Ignore the Noise

Ignore the Noise

January 25, 2024

When it comes to your money/investments.....IGNORE THE NOISE.

I have repeated this phrase over and over for many years.  You could say it's my mantra.  But why am I so persistent with this message? 

Well for the past 15 years I've watched the folks referred to as "experts" on the stock market and the economy make predictions about where they believed things were heading.  And, more often than not, they've been way off the mark.  For that reason, I refer to the opinions of the talking heads garnering headlines in our papers and on our televisions as NOISE that we, as long term investors, should pay no mind to.  Let me provide you some examples of the noise the "experts" make that has been way off the mark just in recent years...
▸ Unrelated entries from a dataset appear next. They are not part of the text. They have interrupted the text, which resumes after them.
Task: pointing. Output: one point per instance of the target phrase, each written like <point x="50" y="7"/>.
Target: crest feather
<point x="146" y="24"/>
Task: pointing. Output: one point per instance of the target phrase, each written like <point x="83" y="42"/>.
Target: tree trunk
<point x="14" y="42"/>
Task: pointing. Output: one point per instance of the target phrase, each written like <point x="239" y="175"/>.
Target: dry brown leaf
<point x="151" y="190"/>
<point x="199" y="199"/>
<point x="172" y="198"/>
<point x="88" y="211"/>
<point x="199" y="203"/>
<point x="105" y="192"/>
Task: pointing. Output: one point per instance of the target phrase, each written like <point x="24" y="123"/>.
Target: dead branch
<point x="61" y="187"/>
Heading into 2022, analysts from the largest Wall Street firms on average predicted slight gains for the stock market.  What happened?  The market fell 20%.  Expert predictions = Noise.

Heading into 2023, these same analysts predicted the stock market would gain about 6%.  The market went on to return 23% for the year.  Once again, expert predictions = Noise.
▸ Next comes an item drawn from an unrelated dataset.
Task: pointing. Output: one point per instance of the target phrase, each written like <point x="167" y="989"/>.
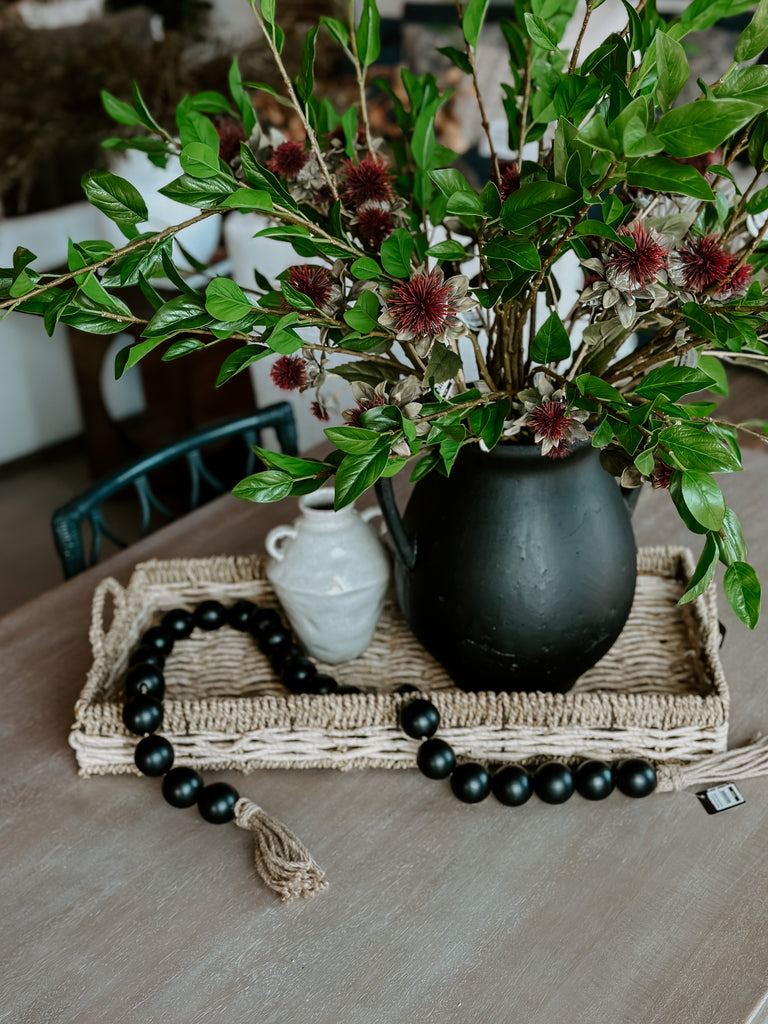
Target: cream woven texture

Now it's not just Wall Street analysts that make noise....A lot of prominent businessmen and media outlets like to join in on the fun as well.  Take a look at some of these headlines from the past couple of years...
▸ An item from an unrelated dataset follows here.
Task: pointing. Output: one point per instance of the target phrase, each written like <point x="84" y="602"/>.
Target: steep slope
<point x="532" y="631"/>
Jeff Bezos, founder of Amazon.  Brilliant guy.  Predicted a 2023 recession. Dead wrong.

Jeff Gundlach....manager of an enormous hedge fund...Brilliant guy.  Predicted a 2023 recession. Dead wrong.

Bloomberg...A highly respected financial publication....All but guaranteed a 2023 recession. Dead wrong.

Jamie Dimon....CEO of the largest bank in the country....Brilliant guy.  Predicted a 2023 recession. Dead wrong.

Jamie Dimon's own bank, JP Morgan Chase, publishes a "Guide to the Markets" and inside that report they show us that GDP growth is 70% made up of consumption....Meaning you and I as consumers are responsible for most of the economic growth in this country.  If that is the case we just need to look at the behaviors of consumers to get an idea of how the economy is doing.  Well, the consumer is consuming at above trend levels and has been for some time.  We can see that very plainly in this chart...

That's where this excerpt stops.